EGOI 2026 Editorial - Fox Families


Task Author: Tomohisa Hachiya

In this problem, you are give a graph with nodes representing intervals. Two nodes are connected connected if and only if the corresponding intervals are contained in each other. The task is to track the number of connected components while the graph is extended with new intervals step by step.

Subtask 1 $N \leq 100$

In this subtask, we can construct and maintain the graph explicitly. Whenever a new interval is added, we go through all already existing intervals and check the containment condition. For every containment found, we add a new edge to the graph. After updating the graph this way, we compute the number of connected components using depth first search (DFS) after each update.

Since the number of containments is $\mathcal{O}(N^2)$, the size of the graph is also $\mathcal{O}(N^2)$. Since we run a DFS after each update, the total complexity of this approach is $\mathcal{O}(N^3)$.

Subtask 2 $N \leq 2000$

In this subtask, we can maintain the connected components using a disjoint set union (DSU) data structure, initialized with $N$ separate components. Additionally, we maintain the number of components, initially 0. When adding interval $i$, we first increment the number of connected components. Then, we go through all already existing intervals and check the containment condition.

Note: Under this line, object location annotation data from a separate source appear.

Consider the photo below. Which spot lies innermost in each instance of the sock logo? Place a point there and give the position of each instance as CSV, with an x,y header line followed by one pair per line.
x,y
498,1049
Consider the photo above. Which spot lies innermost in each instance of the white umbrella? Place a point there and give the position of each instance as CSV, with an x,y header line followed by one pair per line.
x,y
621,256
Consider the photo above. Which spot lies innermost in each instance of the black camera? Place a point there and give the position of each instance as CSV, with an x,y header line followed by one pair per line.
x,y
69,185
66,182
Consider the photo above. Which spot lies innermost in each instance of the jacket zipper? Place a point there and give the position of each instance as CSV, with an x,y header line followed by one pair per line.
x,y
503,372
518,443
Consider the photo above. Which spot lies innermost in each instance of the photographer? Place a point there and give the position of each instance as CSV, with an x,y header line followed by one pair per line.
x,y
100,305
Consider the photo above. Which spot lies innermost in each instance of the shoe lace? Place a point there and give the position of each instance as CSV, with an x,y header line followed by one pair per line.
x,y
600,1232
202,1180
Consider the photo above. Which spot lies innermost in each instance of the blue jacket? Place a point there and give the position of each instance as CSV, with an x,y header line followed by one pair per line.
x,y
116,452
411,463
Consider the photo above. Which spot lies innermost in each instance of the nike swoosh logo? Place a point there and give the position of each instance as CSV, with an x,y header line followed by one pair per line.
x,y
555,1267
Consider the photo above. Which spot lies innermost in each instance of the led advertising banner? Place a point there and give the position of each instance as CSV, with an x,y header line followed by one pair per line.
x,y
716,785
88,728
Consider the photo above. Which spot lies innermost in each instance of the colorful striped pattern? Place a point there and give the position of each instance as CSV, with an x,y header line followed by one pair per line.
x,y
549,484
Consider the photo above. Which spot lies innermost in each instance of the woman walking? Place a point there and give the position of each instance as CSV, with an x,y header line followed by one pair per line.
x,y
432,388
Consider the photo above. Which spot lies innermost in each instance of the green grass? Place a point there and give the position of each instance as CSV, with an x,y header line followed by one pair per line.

Whenever two intervals are contained in each other but do not yet belong to the same component, the corresponding components are merged and the number of components is reduced by 1. The total time complexity is $\mathcal{O}(N^2)$ (ignoring the almost-constant factor induced by the DSU).

Subtask 3 $R_i - L_i \leq 2$

The solution for this subtask is similar to Subtask 2: we will also maintain the connected components using a DSU. However, we can not afford checking all other intervals whenever adding a new one.

Instead, the key observation here is that for each interval, there is only a small number of other intervals that could contain it or be contained in it. To find all connected intervals for some $[L, R]$, it suffices to check the intervals with left endpoints $L-1, L-2, L$ and $L+1$. Since the intervals are guaranteed to be disjoint, for each left endpoint, there are at most 2 intervals starting there (the interval with lenght 1 and the interval with length 2).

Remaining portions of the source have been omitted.